Born in Buffalo, New York, on July 4, 1896, Mills moved to Montreal, Quebec, in childhood with his family.

In early adulthood Mills worked as a journalist for the Montreal Star, where his byline appeared on the financial pages and as a theatre and opera critic. He also wrote a women's column under the pseudonym "Jessie Roberts". He and Gidlow met at a poetry club. According to Gidlow,

He was beautiful. About nineteen, exquisitely made up, slightly perfumed, dressed in ordinary men's clothing but a little on the chi-chi side. And he swayed about, you know. We became friends almost instantly because we were both interested in poetry and the arts.

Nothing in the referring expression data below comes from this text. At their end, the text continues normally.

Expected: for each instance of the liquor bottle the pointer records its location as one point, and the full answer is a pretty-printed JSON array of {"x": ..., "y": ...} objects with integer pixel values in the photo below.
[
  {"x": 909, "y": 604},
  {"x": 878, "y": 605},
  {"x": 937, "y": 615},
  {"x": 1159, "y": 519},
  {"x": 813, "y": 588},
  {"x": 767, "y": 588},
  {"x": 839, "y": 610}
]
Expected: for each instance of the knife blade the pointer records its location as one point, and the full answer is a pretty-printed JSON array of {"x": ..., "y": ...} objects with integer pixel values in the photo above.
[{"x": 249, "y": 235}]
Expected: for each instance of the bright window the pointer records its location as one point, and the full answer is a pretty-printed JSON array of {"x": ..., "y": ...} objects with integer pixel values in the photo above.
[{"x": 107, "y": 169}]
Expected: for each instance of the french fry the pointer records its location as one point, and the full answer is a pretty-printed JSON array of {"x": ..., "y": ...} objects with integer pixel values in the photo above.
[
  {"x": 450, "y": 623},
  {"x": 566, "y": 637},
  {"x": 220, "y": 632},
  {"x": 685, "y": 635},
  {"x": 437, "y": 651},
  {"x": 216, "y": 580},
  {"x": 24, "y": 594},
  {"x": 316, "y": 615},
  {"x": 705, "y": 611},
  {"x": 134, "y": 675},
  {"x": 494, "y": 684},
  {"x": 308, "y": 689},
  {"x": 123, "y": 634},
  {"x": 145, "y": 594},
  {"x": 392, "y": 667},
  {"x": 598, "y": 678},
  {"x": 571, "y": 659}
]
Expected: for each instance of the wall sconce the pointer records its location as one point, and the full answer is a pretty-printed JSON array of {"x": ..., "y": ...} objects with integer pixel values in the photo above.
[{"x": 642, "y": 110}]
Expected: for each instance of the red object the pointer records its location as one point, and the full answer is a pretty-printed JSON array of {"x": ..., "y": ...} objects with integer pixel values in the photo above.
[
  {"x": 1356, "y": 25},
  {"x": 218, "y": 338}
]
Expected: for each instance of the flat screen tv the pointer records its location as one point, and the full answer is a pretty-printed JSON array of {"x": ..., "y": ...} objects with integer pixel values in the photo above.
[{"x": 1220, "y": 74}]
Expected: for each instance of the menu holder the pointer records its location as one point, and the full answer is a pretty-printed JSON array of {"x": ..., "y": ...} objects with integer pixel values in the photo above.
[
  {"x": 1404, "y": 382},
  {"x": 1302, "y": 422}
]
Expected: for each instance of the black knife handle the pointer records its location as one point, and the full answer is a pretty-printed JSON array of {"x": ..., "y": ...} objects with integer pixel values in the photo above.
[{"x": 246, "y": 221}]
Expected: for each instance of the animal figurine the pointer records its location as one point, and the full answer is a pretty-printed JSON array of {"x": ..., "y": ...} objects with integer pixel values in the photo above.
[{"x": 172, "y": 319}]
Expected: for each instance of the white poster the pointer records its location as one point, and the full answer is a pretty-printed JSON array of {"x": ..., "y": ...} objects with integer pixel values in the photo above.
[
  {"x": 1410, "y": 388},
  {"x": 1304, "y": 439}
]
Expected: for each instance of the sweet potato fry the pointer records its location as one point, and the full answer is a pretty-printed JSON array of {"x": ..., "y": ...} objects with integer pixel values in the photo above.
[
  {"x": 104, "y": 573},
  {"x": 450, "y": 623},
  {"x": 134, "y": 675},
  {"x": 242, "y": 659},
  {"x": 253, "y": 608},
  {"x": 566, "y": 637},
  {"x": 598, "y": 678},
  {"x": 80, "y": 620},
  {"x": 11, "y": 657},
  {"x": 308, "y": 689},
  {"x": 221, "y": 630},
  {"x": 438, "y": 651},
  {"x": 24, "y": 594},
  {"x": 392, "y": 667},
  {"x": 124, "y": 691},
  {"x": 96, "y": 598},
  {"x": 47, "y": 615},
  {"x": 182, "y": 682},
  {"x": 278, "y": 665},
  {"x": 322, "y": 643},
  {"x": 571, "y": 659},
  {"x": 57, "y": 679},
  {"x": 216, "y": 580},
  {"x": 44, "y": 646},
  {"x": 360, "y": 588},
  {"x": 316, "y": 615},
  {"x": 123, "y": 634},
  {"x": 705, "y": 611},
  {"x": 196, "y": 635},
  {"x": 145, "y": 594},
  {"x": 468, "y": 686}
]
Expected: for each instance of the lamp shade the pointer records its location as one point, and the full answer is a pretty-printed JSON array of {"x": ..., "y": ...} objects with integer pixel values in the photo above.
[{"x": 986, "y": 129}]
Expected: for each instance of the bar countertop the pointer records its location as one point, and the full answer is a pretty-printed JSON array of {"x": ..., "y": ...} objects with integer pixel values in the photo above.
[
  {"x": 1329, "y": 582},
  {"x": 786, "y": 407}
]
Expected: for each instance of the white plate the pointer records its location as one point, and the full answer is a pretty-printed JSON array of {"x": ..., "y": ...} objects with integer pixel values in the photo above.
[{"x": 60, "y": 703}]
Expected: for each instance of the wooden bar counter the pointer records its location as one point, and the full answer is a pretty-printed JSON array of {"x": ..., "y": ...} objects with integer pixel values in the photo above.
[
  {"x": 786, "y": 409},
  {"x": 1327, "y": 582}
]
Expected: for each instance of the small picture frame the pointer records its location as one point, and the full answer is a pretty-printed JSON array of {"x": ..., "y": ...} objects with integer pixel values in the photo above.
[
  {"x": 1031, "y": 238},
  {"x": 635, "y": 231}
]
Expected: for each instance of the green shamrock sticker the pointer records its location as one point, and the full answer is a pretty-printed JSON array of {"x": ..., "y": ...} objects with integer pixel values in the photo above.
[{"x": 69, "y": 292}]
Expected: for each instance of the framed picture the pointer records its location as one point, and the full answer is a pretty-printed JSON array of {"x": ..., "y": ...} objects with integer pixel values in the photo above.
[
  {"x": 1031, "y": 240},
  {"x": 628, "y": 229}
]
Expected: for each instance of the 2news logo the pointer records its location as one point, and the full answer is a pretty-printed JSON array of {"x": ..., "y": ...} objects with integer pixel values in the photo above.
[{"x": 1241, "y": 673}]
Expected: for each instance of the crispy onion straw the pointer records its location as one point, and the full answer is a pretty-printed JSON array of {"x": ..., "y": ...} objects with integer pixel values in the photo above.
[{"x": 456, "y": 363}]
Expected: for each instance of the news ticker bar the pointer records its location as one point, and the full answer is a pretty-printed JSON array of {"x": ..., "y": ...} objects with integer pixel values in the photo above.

Mills was open about his sexuality and considered it a personal crusade to make people "understand that it was beautiful, not evil, to love others of one's own sex and make love with them." Between 1918 and 1920 Mills and Gidlow collaborated on the underground magazine Les Mouches fantastiques, Canada's first known LGBT publication. Mills published several poems in the magazine. An Episcopalian priest from South Dakota, Graeme Davis, took leave from his church posting and moved to Montreal to become Mills' lover after discovering the magazine.

Mills also gave piano lessons.

Mills followed Gidlow in the early 1920s to New York City, where he took a job in the financial section of the Oil, Paint, and Drug Reporter. He soon ended his relationship with Davis and moved in with Khagendrenath Ghose, an immigrant from India. He subsequently lost contact with Gidlow for a number of years, although they met again in Paris in 1928, where Mills was living with a German architecture student named Jurgen. Mills, Gidlow and Jurgen all travelled to Berlin in 1929, discovering the city's burgeoning gay subculture and touring Magnus Hirschfeld's Institute for Sex Research. Gidlow later moved back to the United States while Mills remained in Europe, although the two continued to correspond.

By 1943, Mills was again living in New York City and working for The Brooklyn Eagle. By 1961 he was living in Miami, Florida, where he died on May 5, 1966.